Specifying which microphone to use

If your Mac has more than one microphone connected, such as a built-in microphone and an external microphone, you can specify which option you want speech recognition to use. Follow these steps:

Click the Speech Recognition button.
Click the Listening button.
Choose an available microphone from the Microphone pop-up menu. If your computer has a microphone jack, the pop-up menu includes it as a choice even if no microphone is plugged into the jack.

Specifying the spoken user interface

Mac OS X speaking ability is not just a one-way conversation. Speech can be used to vocalize OS X’s responses back to the user. This capability is configured in the Spoken User Interface panel, as shown in Figure 13-49. Click the Spoken User Interface button within the Speech preferences pane. You can choose what phrase, such as “Alert!” or “Excuse me” to use as a signal phrase. You can edit the list of alert phrases and add your own phrases, too. You can choose a voice just for alert messages that’s a different voice than the default voice; you can specify the time delay before the alert is spoken.
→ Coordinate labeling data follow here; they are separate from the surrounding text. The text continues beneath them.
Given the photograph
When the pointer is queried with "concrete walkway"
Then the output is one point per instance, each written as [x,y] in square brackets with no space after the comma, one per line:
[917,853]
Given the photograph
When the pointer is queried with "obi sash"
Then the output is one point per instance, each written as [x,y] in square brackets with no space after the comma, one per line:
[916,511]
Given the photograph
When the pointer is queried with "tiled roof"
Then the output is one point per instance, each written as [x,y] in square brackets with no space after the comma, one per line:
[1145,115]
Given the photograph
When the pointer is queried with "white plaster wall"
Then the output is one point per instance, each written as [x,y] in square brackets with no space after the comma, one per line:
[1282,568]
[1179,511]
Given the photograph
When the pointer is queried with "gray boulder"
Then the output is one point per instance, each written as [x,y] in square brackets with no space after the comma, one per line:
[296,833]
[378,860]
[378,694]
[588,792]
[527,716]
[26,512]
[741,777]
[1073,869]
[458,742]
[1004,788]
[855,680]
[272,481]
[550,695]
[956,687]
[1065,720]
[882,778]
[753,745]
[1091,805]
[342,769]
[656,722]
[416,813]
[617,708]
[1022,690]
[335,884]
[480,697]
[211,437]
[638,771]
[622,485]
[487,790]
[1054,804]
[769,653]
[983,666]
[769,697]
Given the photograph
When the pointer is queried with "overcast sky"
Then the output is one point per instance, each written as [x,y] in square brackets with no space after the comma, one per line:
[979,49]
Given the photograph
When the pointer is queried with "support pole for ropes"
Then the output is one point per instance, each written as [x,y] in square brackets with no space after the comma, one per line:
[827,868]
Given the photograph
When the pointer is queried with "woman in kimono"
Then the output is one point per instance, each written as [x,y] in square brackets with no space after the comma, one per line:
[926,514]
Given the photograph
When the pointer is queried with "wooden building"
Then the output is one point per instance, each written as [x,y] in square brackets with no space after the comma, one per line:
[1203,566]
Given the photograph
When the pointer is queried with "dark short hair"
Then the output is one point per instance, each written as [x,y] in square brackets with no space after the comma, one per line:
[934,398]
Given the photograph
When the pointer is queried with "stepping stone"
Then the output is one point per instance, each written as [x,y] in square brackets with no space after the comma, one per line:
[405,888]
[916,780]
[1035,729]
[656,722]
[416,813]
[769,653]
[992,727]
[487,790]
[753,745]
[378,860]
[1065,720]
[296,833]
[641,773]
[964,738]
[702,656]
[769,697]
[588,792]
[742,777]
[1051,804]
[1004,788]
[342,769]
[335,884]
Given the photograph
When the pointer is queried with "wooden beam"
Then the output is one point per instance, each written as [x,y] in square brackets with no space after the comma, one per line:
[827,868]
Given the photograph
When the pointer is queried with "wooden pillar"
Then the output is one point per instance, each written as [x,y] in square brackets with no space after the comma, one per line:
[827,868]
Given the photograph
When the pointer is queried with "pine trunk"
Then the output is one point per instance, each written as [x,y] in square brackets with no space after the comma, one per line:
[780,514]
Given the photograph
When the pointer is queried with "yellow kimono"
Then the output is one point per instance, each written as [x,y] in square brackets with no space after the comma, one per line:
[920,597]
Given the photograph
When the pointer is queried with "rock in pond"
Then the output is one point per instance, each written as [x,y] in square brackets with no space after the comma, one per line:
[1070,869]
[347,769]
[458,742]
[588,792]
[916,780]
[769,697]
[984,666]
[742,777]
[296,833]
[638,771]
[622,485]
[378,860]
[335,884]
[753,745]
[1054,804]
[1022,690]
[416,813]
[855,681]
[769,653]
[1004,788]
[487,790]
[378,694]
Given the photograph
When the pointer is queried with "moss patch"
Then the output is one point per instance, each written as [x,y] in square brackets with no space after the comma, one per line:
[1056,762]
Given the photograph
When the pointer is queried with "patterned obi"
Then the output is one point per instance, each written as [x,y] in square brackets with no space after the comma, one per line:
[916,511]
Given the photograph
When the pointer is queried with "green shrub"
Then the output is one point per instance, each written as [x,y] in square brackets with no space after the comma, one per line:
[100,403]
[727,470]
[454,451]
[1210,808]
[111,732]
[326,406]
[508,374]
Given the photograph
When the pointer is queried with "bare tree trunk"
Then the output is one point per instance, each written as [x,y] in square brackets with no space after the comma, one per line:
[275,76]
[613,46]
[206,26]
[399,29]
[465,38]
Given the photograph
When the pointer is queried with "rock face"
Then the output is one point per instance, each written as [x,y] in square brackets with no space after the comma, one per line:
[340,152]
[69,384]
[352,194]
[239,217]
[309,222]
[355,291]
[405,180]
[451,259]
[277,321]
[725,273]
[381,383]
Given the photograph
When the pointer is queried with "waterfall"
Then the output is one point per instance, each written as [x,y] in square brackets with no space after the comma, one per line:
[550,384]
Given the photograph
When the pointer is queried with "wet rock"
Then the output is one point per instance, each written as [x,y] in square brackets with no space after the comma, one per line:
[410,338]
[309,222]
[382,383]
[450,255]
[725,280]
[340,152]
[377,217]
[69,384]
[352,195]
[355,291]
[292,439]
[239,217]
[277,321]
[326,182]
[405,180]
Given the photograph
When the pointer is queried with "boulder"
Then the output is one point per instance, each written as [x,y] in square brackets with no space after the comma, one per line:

You can also choose to have Speech read text under the mouse cursor as you move the cursor over text.

click to expand
Figure 13-49: Before closing the Spoken User Interface panel, try out your settings by using the Demonstrate Settings button.

Choosing a voice for Mac OS X

The voices that the Speech preferences pane employs are highly configurable. You set the default voice and speaking rate for Mac OS X in the Default Voice panel as shown in Figure 13-50.

click to expand
Figure 13-50: Although the options appear to be bountiful, try as you may, no combination of options here, will get you close to having your computer sound like HAL.

To set a voice and a speaking rate for Mac OS X, follow these steps:

Click the Default Voice button.
Select any voice from the list on the left side of the Speech preferences pane. You hear a sample of the voice, and a description of it appears next to the list.
Optionally, change the speaking rate by adjusting the Rate slider. Each voice has a preset speaking rate. You can hear a sample of the voice at the current rate by clicking the Play button.

Reading documents aloud

If you are using an OS X application, Speech may be available as a Service. Services are available to OS X applications from the Application menu. An example is shown in Figure 13-51. Refer to Chapter 11 for more on Services.

click to expand
Figure 13-51: Speech is available as a Service to many OS X applications.